I am a newbie in C programming
This is just for discussion, not tested nor compiled yet

https://github.com/ruby/ruby/compare/trunk...PikachuEXE:feature/gc-compact/pika


----------------------------------------
Feature #15626: Manual Compaction for MRI's GC (`GC.compact`)
https://bugs.ruby-lang.org/issues/15626#change-77217

* Author: tenderlovemaking (Aaron Patterson)
* Status: Open
* Priority: Normal
* Assignee: 
* Target version: 
----------------------------------------
Hi,

I've attached a patch that implements a compactor for MRI.  I'll try to describe the patch in detail below, but the biggest user facing changes are:

1. A new method `GC.compact` that can be called from Ruby
2. C extensions have a new "after compaction" callback they can register
3. Introduction of new marking functions that allow objects to be marked, but not "pinned" to the same location
4. A function to get the new location of an object (to be used from the "after compaction" callback)

# Compactor for RGenGC

This document describes the compactor implementation for RGenGC.  This patch
adds a new method to Ruby, `GC.compact` which will compact the objects in the
heap.  What follows is a description of the algorithm, along with achievements
and technical challenges.

## Steps for Compaction

These are the high level steps taken in `GC.compact` are as follows:

1. Full GC
2. Move objects
3. Update references
4. Full GC

### Step One, Full GC

Not all objects in Ruby's heap can move.  In particular, C extensions may hold
references to VALUE pointers.  If the VALUE pointers move, the C extension may
not be able to find them and will get a SEGV or possibly wrong data.

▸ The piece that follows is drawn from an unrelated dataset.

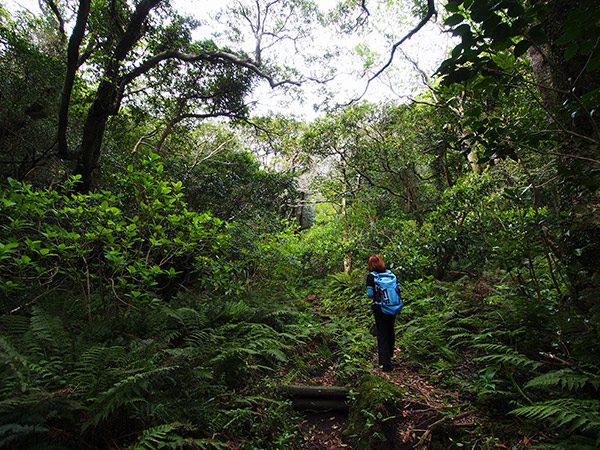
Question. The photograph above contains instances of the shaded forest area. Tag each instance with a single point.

To prevent this, a new "pinning" table was introduced.  Any object marked via
`rb_gc_mark` is "pinned" and is not allowed to move.  C extensions must mark
their references in order to keep them alive.  Since C extensions use
`rb_gc_mark` to mark a reference, we know not to move that reference.  In order
to ensure all references get marked, we perform a full GC.

New functions, `rb_gc_mark_no_pin`, etc were introduced and used internally.
These functions keeps the object alive but without pinning the reference.

Summary: Perform a full GC so that objects marked with `rb_gc_mark` do not move.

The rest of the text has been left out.